Like Hillary, ridicule made her stronger.

“She’s smarter than her husband and tougher,” said communications expert Hank Sheinkopf.

“The new Michelle Obama — softer when necessary, better to the camera, and more able to relate to average Americans — could be the beginning of African-American dynastic presidential politics,” said Sheinkopf, a former adviser to President Bill Clinton.

In early 2012, a book by New York Times reporter Jodi Kantor, “The Obamas,’’ portrayed the first lady as — Michelle’s words — “some kind of angry black woman.’’ Were she a man, she would have been applauded for her moxie.

But she’s learned to play the game, doing first lady-like things, fighting childhood obesity, not running the world.

Ironically, Michelle Obama has never been more popular. Or powerful.

And no one saw her break a sweat.

‘Cannibal cop’ jury given little to chew on

In the grossest trial ever to hit Manhattan federal court, “cannibal cop” Gilberto Valle is charged with conspiring to kidnap, rape and cook women, including his wife, and then eat them.

But would the devoted carnivore have ever carried out his demented fantasies? So far, there’s been scant evidence that he’s Hannibal Lecter lite.

Since Valle’s trial began last week, court watchers have learned all about a fetishistic Internet demiworld in which grown men worldwide swap recipes for babes in a blanket.

Kathleen Mangan-Valle, the mother of Valle’s child, tearfully testified about learning that she was to be the main course in a feast imagined by the man she loved.

This marriage can’t be saved — but Valle has a shot at walking free to a cafe near you.

The force abandons O

President Obama has caused a rift in the nerd-iverse.

Mooshing sci-fi metaphors, he said of Republicans, whom he blames for forcing budget cuts: “I’m presenting a fair deal.

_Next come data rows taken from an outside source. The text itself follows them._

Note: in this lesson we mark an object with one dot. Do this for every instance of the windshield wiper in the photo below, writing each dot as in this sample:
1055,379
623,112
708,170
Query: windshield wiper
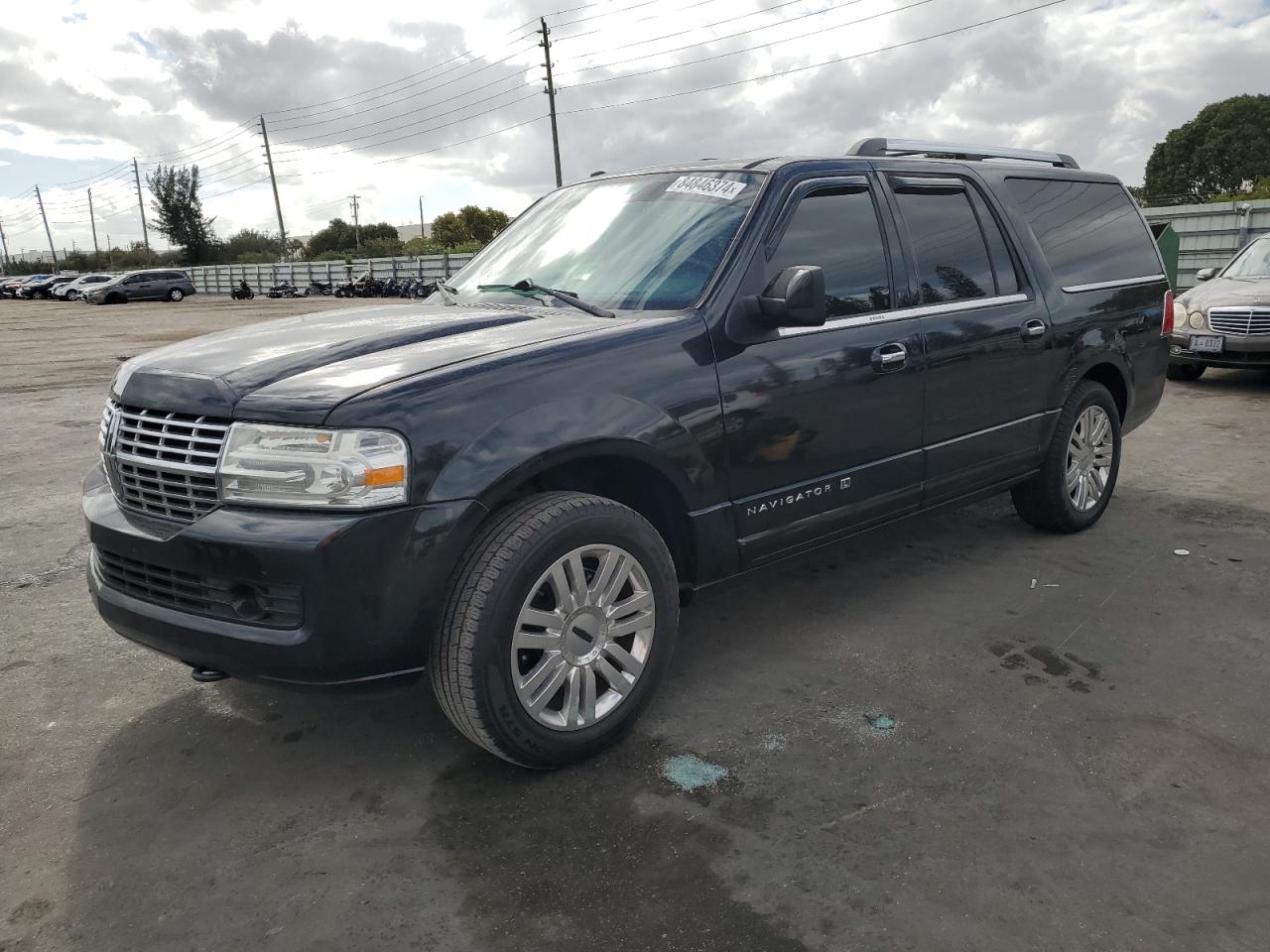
447,294
529,285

The fact that they don’t take it means that I should somehow, you know, do a Jedi mind meld with these folks and convince them to do what’s right?”

Every sentient being on the planet knows that Jedi knights from “Star Wars’’ play “mind tricks’’ and that Vulcans from “Star Trek’’ share each other’s thoughts through “mind melds.’’ Duh!

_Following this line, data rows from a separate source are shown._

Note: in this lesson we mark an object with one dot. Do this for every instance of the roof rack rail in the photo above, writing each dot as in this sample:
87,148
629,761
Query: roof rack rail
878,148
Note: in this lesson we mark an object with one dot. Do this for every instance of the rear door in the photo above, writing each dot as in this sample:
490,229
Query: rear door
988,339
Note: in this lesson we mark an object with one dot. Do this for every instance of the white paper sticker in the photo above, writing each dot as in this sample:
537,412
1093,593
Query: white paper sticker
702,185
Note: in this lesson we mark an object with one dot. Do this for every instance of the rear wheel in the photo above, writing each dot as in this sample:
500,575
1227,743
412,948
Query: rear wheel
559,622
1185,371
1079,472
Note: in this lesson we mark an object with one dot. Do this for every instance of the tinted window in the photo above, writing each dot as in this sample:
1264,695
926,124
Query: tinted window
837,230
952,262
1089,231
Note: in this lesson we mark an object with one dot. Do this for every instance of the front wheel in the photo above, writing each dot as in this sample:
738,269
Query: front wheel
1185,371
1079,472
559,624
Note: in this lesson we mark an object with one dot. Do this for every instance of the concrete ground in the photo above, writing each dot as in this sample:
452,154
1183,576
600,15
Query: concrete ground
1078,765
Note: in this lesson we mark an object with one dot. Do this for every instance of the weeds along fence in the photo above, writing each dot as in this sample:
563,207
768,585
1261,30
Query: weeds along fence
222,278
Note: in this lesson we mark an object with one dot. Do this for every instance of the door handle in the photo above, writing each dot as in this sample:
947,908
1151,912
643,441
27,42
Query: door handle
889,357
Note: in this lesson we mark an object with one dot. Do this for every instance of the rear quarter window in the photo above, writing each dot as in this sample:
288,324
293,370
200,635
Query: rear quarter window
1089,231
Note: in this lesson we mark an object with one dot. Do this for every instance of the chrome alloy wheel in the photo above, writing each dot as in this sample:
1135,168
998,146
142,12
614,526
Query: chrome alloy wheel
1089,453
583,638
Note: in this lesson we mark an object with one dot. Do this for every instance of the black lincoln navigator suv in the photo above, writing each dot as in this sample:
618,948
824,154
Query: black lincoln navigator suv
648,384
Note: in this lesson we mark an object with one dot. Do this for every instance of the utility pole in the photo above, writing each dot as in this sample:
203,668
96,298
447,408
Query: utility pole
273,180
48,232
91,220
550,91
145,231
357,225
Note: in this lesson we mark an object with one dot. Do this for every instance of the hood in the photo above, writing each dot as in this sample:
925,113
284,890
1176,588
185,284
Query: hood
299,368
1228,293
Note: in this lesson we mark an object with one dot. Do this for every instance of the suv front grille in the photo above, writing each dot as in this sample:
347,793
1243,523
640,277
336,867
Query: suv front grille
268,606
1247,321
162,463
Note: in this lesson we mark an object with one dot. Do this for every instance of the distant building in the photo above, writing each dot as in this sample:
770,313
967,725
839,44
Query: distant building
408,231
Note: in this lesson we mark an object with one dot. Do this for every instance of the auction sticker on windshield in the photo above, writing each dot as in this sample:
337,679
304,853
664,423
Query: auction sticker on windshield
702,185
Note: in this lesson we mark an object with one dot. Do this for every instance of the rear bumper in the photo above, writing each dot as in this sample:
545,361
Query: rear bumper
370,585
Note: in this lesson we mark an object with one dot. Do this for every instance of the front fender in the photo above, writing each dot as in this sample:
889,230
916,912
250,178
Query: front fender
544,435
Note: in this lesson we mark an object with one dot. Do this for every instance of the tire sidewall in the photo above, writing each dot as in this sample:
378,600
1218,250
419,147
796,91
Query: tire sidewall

As Yoda might say, “Bad Trekkie the president is.’’

No, Joe, you’re the one full of horse $#!+

My e-mail in-box is bursting with messages from folks outraged by ex-Rep. Joe Kennedy II. As I wrote last week, the son of the late Robert F. Kennedy has teamed up with Venezuelan despot Hugo Chavez to bring discounted home heating oil to needy Americans. His tear-jerking commercials feature a 5-year-old cancer patient who keeps warm, thanks to Chavez.

“Joe Kennedy should be ashamed of himself for being a frontman for this American-hating dictator!’’ wrote Stewart Marden of Queens.

Chavez allegedly tortures political rivals in his own country.

Joe defended his Citizens Energy program on NBC Friday.

“It’s all happy horse manure. That’s what [big oil] is selling,’’ he said, ignoring the fact that programs in states such as New York and Massachusetts provide cheap oil to the poor.

Stuff it, Joe and Hugo.

Hooray-cane baby boom

Finally, joyous news from the superstorm: Area doctors report a 30 percent jump in births due this summer — some nine months after couples hunkered down without power.

Just name that baby anything but Sandy.